Category: teaching

Writing the Introduction to Your Thesis

The introduction is what people will read first – and it’s always important to make a good first impression. In terms of telling the story of your research, the introduction sets up the main themes and lets the reader know what they should expect.

What is the Problem, and Why does it Matter?

This is what the first one or two paragraphs of the introduction should tell the reader.

Usually, the two questions are answered together. In many of the scientific papers you read, you will find that the general context is described in the first couple of sentences, followed by the problem that arises in the context. For both the context and the problem, authors will usually give references to the scientific literature which explain them in more detail.

Example: Context: Older people are more likely to have several chronic illnesses, and they need to take multiple medications. Remembering those medications is difficult. Problem: Older people often have impaired vision, and so need reminders that are easy to see.

You need to make sure that the problem is the one that your thesis actually addresses. Very often, people set out to solve a large problem (e.g., create medication reminders for everyone), only to find that they need to address a smaller problem first (e.g., create a reminder system that is easy to use for people with visual impairment).

As you explain your problem and its context, you will also mention the people for whom the problem matters in particular. In our example, this would be older people with visual impairments.

How did you Solve the Problem?

Usually, there are many ways to address a given problem. This is particularly true in Human Computer Interaction and Health Informatics, which use methods from disciplines that range from Computer Science to Anthropology. By outlining your approach, you tell the reader what kind of paper to expect, with what kind of research traditions you align yourself, and what methods you are likely to use.

Examples:

  • I conducted field research with older people to determine what strategies they use to create easily visible reminders, and distilled the results of my research into design guidelines. (Ethnographic, Design angle)
  • I created an app that automatically recognises medication information from prescriptions and feeds the information into an existing reminder app that is for people with low vision. (Computer Science, Optical Character Recognition (OCR) / Computer Vision)

How are you Building on Previous Work?

Since you are usually not the first person to attempt to solve this problem, there should be plenty of other work you can draw on. While the introduction is not the place to conduct a detailed literature review, you can still let you reader know what the main theoretical approach or methodological approach is that you used. Tools are not methods. Using NVivo is not an analysis methodology, thematic analysis or grounded theory is. Using python with scikit-learn is not a machine learning methodology, support vector machines or recurrent neural networks are.

Does it Work?

Perhaps the biggest misconception in Masters and Honours students is that a solution has to work flawlessly, or an experiment has to confirm a hypothesis, for the thesis to be good.

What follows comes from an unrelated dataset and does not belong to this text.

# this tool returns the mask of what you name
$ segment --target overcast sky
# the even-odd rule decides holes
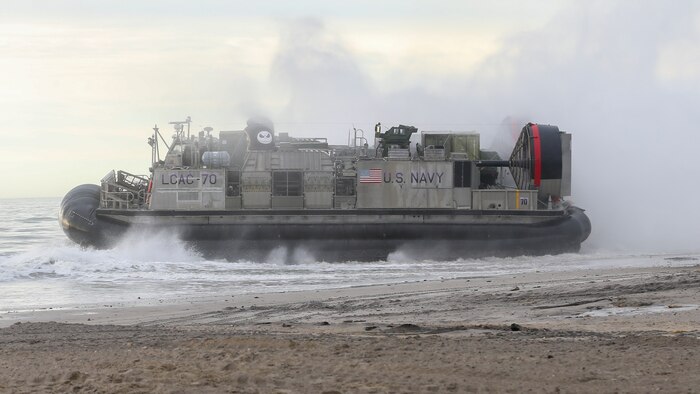
[[[598,223],[653,208],[644,236],[670,215],[687,246],[698,4],[4,0],[0,198],[145,174],[153,125],[188,115],[231,130],[263,114],[334,142],[378,121],[489,136],[510,116],[573,133],[574,197]]]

Some bugs are inevitable, sometimes, users turn up their noses at the most lovingly created apps and visualisations, and some experiments just won’t turn out the way you want them to. That’s life. However, you do have to have solid methods in place to determine whether your solution or your app works, whether your experiment was sound, whether the conclusions you draw from your field work and qualitative research are valid. In your introduction, you should state what these methods were, and refer to key papers on the methods.

Examples:

  • I analysed field notes and pictures using grounded theory. Themes were validated through conversation and co-analysis with my supervisor and through discussion with my participants. New themes still emerged from the last piece fieldwork, so I was unable to achieve saturation in the time period available. (Saturation in Grounded Theory means that no new themes come up in your data collection.)
  • I extended an existing OCR solution by using algorithms X, Y, and Z. I trained on data set D and tested my solution with actual prescriptions provided by five older people. The baseline OCR solution outperformed X, Y, and Z.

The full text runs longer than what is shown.